The price of gold (XAU/USD) ended in the red on Tuesday as bulls opted to take some profits off the table following recent gains over the past three days and ahead of key US inflation data. Commodities remained under some selling pressure for a second straight day on Wednesday, although fears of a wider conflict in the Middle East and dovish expectations of the Federal Reserve (Fed) should help limit any further losses.

US macro data released on Tuesday suggested that inflation continues to moderate and support the outlook for deeper interest rate cuts by the Fed. This keeps US dollar (USD) bulls on the defensive near a one-week low and provides modest upside for the yellow metal without yield. That said, a generally positive risk tone could limit gains for safety XAU/USD and warrant caution for bullish bullish traders.

Daily Digest Market Movers: Gold price unlikely to witness any significant decline amid Middle East tensions, Fed rate cut bets

  • The price of gold is trading modestly lower for a second day in a row on Wednesday, albeit lacking a follow-through and remaining within striking distance of the all-time high reached in July.
  • A Hamas official said Tuesday that the group had decided not to participate in the talks because its leaders did not believe the Israeli government had negotiated in good faith.
  • Iranian officials told Reuters that only a ceasefire agreement in Gaza would prevent Iran from retaliating directly against Israel for the assassination of Hamas leader Ismail Haniyeh on its soil.
  • The development raises the risk of a wider Middle East war and should act as a tailwind for the safe-haven metal amid bets for more interest rate cuts from the Federal Reserve.
  • The US Bureau of Labor Statistics reported on Tuesday that the Producer Price Index (PPI) for final demand rose 2.2% on an annual basis in July, down from 2.7% the previous month.
  • On a monthly basis, the PPI rose 0.1%, while the core PPI (which excludes volatile food and energy components) missed estimates and was flat during the reported month.
  • The softer data provided more evidence of cooling inflation and opened the door for the Fed to begin its policy easing cycle, triggering a further decline in US Treasury yields.
  • Atlanta Fed President Raphael Bostic reiterated on Tuesday that he would likely be ready to taper by the end of the year, although he wants to see a bit more data before backing the move.
  • The US dollar is near its lowest level in over a week and could further benefit XAU/USD as the focus now shifts to the US Consumer Price Index (CPI).
  • Headline CPI is expected to fall from a 3.0% y/y rate to 2.9% in July, and core CPI is seen at 3.2%, compared to June’s 3.3% increase .
  • A weaker reading will further raise bets for a 50 basis point Fed rate cut in September and hurt the greenback, paving the way for further gains in the non-yielding yellow metal.

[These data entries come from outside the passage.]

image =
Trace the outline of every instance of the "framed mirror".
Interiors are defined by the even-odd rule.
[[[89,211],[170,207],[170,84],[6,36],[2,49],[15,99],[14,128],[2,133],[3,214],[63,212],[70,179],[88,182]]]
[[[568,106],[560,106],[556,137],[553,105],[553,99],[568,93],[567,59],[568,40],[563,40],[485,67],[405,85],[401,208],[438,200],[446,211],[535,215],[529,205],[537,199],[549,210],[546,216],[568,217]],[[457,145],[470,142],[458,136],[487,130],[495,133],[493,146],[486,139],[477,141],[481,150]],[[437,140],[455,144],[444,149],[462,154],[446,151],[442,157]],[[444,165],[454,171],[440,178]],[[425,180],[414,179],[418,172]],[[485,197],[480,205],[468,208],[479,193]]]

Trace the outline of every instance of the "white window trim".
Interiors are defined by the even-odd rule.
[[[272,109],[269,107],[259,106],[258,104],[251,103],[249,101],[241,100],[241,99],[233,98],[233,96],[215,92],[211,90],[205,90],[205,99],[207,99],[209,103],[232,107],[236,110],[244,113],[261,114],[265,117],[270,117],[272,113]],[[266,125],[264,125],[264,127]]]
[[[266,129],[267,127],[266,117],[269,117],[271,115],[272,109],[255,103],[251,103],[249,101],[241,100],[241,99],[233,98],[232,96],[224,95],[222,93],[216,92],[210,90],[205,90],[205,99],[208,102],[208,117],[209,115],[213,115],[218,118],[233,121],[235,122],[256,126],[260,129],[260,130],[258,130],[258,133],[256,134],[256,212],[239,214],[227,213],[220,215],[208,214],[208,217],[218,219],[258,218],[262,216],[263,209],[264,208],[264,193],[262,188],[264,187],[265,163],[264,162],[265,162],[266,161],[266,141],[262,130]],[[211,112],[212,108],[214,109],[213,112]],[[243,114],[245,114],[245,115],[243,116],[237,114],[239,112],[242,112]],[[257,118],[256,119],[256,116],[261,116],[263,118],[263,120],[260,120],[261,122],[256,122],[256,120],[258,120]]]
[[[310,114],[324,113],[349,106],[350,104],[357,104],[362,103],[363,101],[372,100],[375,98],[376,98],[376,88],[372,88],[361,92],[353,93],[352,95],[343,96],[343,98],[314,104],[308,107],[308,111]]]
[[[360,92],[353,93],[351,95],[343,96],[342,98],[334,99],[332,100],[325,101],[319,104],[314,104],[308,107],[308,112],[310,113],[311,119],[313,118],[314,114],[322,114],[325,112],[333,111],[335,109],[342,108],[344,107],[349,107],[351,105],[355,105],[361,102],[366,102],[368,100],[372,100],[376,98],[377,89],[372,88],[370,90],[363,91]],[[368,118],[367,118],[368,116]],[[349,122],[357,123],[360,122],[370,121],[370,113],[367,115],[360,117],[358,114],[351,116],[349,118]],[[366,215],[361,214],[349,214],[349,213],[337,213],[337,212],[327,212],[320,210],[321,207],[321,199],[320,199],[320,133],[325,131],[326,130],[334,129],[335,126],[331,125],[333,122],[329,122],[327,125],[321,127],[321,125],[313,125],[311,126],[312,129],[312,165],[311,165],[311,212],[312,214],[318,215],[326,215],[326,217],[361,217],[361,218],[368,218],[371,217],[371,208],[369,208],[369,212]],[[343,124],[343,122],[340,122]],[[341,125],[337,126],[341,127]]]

Technical analysis: Gold price looks poised to break record high and climb further towards $2,500

From a technical perspective, the recent rise in 50-day simple moving average (SMA) support and positive oscillators on the daily chart favor bullish traders. Therefore, any significant slippage could still be seen as a buying opportunity and remains limited. The price of gold looks ready to retest the record level around the $2,483-2,484 area and aims to conquer the psychological $2,500 threshold. Sustained strength beyond the latter will mark another breakout through a wider trading range held over the past month and set the stage for another near-term appreciation move.

On the other hand, the $2,450-$2,448 resistance now appears to be protecting the immediate downside, below which the gold price could slide back to the weekly low around the $2,424-$2,423 region reached on Monday. The next relevant support is fixed near the $2,412-2,410 area before the $2,400 round figure mark. Failure to defend the mentioned support levels could leave XAU/USD vulnerable to challenging the 50-day simple moving average (SMA) support near the $2,378-2,379 region. Some further selling could change the trend in favor of bear traders and expose the 100-day SMA support, currently near the $2,358-2,357 area. This is closely followed by the late July low around the $2,353-$2,352 area, which, if broken, should open the way for deeper losses.

Gold FAQ

Gold has played a key role in human history as it has been widely used as a store of value and medium of exchange. Today, apart from its luster and use for jewellery, the precious metal is widely seen as a safe haven, meaning it is considered a good investment during troubled times. Gold is also widely seen as a hedge against inflation and against depreciating currencies because it is not based on any particular issuer or government.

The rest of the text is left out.